My Jokes

Jim: My grandpa fought in the army during World War Two. He was an officer.

Me: Cool, what rank of officer?

Jim: SS.

Me:...

I don't understand those couples that fight and a minute later change their Facebook status to single.

I fight with my parents, but you don't see me change my status to "Orphan."

I come in from work to see my wife dead on the sofa. As I unzip for one last ride, she says, "BOO!" What kind of a dick fuck does that!

A priest asks a convicted murderer on the electric chair, "Do you have any last request?"

"Yes," said the murderer, "Will you hold my hand?"

I was born and raised in Newcastle.

My grandfather used to tell me stories about Penaldo, a goblin from Portugal that travels to England when Newcastle is playing.

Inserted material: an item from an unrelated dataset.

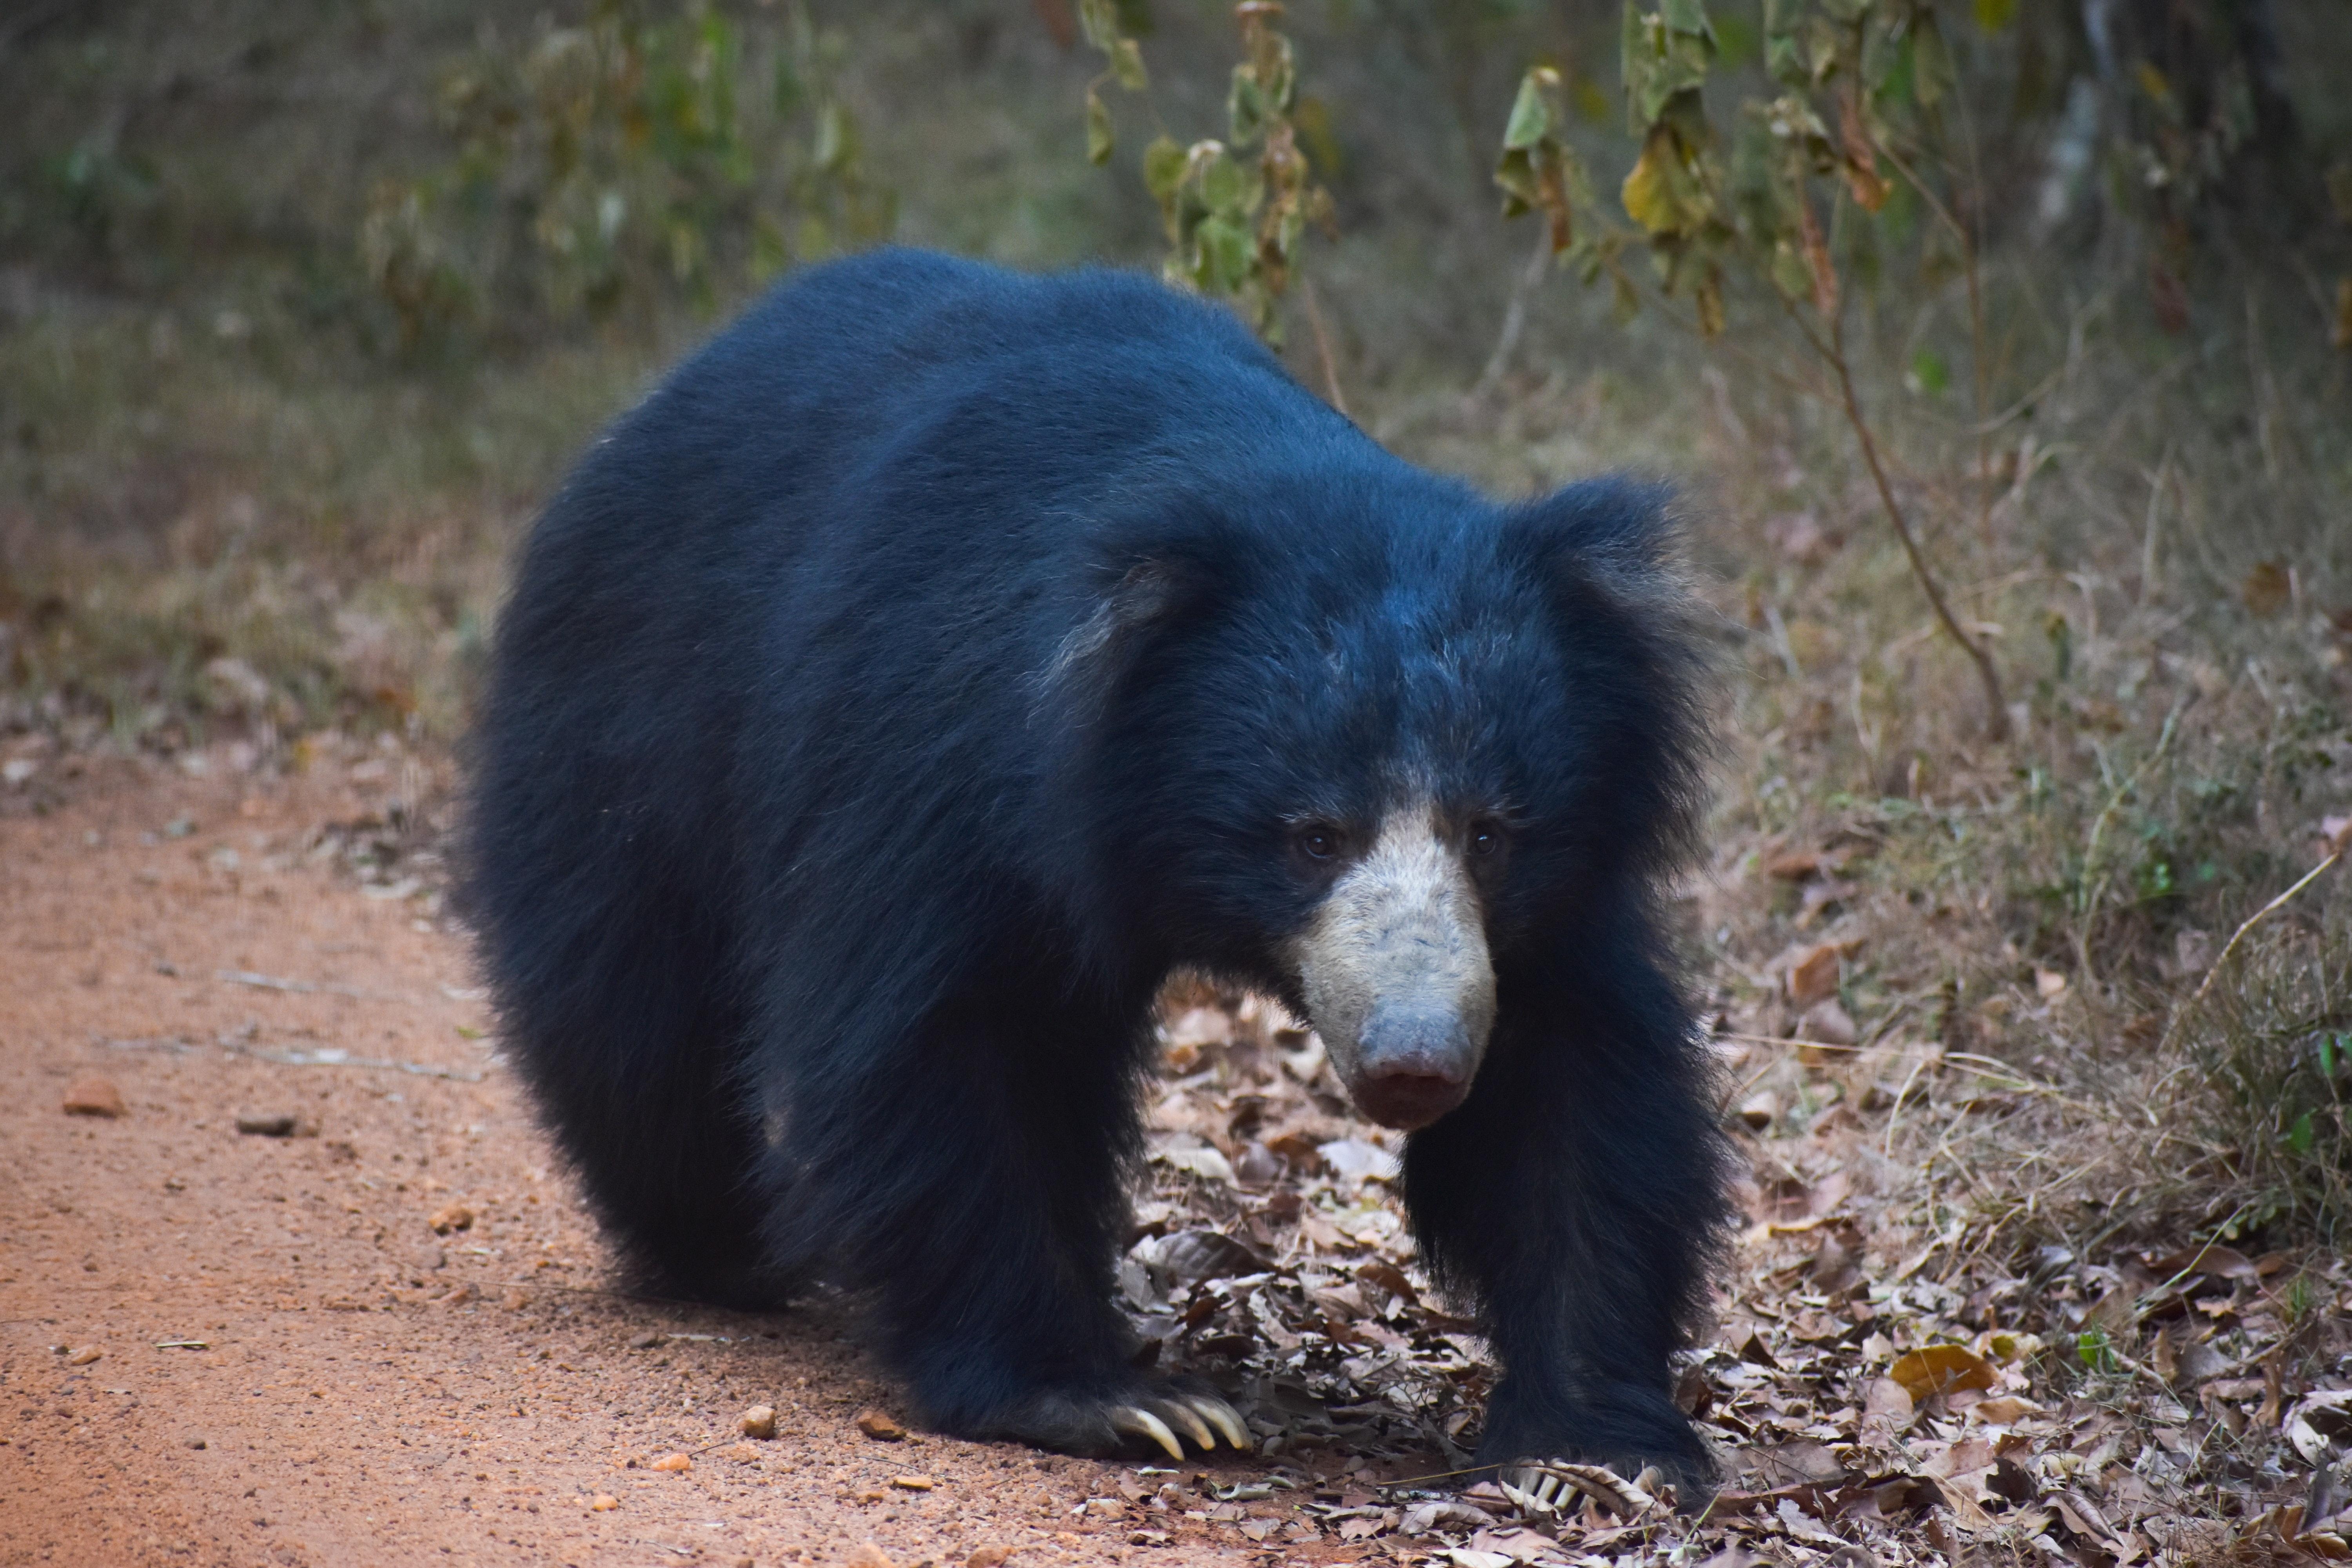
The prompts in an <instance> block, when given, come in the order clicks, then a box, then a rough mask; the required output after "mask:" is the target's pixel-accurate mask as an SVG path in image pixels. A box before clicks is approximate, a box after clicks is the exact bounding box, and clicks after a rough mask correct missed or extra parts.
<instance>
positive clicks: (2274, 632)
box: [0, 0, 2352, 1246]
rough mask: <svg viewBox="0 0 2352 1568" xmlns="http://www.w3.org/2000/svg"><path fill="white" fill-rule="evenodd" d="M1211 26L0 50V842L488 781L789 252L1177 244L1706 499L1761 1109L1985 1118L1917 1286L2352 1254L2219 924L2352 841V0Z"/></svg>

He scores a tapin and then disappears until the next Newcastle game. I still have nightmares that he’s in our stadium.

My dad said people shouldn’t get ribbons just for participating because it rewards them for losing.

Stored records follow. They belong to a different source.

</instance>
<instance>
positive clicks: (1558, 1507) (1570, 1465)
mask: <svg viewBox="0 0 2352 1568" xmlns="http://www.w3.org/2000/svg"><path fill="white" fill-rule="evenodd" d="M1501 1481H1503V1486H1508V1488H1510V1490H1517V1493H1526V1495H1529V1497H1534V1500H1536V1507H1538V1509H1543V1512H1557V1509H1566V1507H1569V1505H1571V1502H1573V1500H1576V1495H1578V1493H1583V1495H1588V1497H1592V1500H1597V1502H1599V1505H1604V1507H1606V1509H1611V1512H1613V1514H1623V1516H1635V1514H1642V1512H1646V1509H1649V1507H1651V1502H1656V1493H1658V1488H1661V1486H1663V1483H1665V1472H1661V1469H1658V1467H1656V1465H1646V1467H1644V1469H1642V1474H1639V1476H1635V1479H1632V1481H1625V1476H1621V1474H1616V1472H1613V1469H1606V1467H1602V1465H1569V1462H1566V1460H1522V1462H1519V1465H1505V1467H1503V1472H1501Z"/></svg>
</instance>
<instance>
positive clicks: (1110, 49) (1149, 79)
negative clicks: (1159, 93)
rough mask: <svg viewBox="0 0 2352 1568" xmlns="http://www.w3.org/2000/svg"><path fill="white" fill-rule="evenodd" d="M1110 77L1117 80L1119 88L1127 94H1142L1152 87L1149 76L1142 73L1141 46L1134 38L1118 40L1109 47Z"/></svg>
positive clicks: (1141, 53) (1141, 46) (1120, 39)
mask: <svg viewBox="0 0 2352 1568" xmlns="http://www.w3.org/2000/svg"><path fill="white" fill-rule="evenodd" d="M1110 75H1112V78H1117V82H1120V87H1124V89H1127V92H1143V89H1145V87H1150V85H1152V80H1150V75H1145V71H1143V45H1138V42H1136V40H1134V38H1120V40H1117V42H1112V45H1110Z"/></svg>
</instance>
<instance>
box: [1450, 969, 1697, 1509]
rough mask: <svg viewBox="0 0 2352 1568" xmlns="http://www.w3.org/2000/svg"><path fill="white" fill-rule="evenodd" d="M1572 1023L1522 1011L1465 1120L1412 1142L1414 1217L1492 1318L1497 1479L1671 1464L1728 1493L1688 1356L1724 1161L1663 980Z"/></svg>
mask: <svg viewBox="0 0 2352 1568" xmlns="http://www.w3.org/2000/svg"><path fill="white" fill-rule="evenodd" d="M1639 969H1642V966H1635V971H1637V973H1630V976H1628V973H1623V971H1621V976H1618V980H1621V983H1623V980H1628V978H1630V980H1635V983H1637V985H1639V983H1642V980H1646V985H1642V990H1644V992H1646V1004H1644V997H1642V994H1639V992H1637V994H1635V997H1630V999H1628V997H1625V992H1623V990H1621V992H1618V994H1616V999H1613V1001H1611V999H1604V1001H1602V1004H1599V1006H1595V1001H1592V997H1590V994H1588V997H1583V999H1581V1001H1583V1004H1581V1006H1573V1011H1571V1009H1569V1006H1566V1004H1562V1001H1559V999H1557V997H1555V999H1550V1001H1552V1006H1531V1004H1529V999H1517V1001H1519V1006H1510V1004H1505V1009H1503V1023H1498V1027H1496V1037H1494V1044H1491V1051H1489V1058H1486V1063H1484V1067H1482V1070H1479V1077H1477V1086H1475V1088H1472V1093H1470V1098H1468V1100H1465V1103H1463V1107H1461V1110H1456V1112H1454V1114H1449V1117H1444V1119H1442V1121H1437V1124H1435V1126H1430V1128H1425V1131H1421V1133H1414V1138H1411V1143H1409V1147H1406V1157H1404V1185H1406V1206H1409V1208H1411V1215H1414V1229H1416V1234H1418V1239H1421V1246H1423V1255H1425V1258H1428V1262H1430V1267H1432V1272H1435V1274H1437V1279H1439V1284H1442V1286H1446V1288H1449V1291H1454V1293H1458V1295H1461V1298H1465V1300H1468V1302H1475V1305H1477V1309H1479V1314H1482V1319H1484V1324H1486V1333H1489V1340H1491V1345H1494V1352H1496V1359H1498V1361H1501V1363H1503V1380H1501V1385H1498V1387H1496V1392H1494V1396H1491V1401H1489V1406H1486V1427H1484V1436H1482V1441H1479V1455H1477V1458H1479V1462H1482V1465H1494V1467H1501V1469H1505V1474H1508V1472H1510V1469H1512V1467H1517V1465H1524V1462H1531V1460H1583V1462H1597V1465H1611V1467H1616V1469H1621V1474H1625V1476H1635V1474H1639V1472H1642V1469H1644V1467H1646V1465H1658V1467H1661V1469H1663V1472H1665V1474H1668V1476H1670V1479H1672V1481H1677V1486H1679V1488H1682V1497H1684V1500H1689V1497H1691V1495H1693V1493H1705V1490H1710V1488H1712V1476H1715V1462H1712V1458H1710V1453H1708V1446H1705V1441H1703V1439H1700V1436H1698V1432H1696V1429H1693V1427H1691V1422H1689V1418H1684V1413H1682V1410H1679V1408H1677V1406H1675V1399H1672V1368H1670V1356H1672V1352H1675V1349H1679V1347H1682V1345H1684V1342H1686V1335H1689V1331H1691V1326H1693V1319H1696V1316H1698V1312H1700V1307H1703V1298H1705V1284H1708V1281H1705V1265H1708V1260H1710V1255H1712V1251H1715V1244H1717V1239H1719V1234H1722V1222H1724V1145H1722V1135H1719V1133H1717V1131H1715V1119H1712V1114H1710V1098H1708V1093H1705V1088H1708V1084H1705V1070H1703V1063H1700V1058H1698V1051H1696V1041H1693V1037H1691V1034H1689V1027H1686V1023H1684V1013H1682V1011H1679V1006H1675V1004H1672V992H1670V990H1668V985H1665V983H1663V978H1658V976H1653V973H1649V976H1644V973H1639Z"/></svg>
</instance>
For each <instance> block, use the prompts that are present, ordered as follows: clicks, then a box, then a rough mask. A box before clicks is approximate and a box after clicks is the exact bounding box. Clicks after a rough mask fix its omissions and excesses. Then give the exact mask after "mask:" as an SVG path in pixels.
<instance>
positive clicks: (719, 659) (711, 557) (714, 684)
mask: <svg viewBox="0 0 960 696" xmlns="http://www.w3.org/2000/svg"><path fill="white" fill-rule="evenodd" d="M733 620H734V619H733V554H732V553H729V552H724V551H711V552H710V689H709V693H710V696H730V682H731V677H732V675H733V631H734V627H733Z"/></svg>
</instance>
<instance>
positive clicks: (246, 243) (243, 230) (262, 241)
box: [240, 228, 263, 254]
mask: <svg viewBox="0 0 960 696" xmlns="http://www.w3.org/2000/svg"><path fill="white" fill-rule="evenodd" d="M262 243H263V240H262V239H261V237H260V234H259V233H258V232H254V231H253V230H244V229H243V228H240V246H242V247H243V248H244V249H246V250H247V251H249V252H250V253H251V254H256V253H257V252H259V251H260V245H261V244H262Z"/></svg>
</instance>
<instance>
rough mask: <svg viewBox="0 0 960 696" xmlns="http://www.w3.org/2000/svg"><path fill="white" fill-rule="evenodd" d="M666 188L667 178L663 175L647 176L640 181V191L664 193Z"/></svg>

So I took down his confederate flag.

10 years ago my dad said I should eat cereal with water until he comes back with the milk... I still eat cereal with water, sadly.

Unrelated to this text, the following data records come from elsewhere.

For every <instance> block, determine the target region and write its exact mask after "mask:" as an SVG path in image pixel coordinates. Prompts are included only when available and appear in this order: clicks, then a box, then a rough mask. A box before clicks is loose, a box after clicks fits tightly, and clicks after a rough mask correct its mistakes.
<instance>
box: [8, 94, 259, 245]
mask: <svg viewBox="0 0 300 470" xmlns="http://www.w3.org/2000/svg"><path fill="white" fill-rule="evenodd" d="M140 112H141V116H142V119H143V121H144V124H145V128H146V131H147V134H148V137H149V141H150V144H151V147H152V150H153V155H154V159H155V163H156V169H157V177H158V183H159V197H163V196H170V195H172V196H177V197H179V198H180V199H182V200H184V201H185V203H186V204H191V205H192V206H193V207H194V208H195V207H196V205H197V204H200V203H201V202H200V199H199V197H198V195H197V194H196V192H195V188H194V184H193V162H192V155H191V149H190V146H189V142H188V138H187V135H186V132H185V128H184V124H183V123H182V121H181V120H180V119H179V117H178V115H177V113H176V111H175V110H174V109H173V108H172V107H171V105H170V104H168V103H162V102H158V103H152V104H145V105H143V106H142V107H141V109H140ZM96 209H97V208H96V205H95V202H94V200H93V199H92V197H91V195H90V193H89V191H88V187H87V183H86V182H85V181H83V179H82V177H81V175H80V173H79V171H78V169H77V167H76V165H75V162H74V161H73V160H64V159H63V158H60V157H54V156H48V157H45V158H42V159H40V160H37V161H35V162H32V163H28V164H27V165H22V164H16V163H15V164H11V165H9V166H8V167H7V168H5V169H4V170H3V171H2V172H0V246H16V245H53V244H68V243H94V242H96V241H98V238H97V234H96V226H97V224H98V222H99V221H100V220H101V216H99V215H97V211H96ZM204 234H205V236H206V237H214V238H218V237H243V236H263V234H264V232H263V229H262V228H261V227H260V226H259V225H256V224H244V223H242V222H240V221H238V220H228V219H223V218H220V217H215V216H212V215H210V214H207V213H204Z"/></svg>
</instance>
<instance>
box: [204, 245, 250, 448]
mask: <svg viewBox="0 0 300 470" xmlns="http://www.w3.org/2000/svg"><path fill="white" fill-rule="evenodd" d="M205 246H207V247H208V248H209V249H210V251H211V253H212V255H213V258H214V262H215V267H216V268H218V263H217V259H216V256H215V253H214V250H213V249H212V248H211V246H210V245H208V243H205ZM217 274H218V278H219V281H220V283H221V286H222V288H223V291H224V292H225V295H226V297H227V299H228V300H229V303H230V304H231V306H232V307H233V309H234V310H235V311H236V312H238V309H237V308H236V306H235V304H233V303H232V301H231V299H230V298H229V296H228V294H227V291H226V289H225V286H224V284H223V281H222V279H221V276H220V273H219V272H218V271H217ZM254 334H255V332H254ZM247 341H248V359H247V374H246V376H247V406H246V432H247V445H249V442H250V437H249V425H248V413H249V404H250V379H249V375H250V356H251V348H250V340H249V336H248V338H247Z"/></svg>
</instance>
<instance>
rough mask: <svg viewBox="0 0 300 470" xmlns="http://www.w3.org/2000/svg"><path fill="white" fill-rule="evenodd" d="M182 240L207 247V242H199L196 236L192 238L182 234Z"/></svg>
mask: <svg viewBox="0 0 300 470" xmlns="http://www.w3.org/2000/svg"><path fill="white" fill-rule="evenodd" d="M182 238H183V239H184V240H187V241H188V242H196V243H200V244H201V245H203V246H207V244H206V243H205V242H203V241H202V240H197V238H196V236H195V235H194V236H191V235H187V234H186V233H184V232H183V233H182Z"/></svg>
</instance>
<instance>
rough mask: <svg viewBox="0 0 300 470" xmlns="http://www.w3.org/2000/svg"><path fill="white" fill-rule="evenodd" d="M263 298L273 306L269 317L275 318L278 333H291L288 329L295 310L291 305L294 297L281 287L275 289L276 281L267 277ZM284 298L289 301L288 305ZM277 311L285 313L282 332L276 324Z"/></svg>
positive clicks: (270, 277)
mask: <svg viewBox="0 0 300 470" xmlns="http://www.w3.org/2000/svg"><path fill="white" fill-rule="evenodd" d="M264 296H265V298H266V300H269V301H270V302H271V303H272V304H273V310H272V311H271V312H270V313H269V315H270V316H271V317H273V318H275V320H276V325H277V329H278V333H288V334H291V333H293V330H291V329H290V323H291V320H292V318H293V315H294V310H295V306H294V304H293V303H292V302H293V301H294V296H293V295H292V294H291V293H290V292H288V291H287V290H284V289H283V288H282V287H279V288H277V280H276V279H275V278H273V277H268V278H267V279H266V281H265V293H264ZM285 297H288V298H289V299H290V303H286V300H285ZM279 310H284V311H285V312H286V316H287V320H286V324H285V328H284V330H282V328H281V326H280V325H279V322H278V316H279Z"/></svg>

Child: Hello, I can’t find my dad.

Stranger: Oh, well when and where did you last see him?

Child: Oh, I remember, 5 years ago he went to get some milk here.

"Hey, hey, Spongebob! Water you doing?" [laughs]

"Just looking for all my coins with my metal detector because beach better have my money!" [laughs]

"How much have you found so far?"

"Y'know what, I'm not really shore!" [laughs]

Bf: Hey, what ya doing?

Gf: Just lying in bed.

Bf: Just lying in bed?

Gf: And eating cereal.

Bf: Ha, nice, what would you do if I was in bed next to you...?

Gf: Eat my cereal.

Bf: I mean if the cereal wasn't there.

Gf: I'd get out of bed and get more cereal.

My Dad was mowing the grass today. I looked out the window and saw him slumped over the lawnmower. Apparently, he was just going through a rough patch.

My son said that bully needs a pounding, then I say, "Yeah, right, that is what I said and did to your mother." My son opens his mouth and freezes. I guess he knew what I was talking about.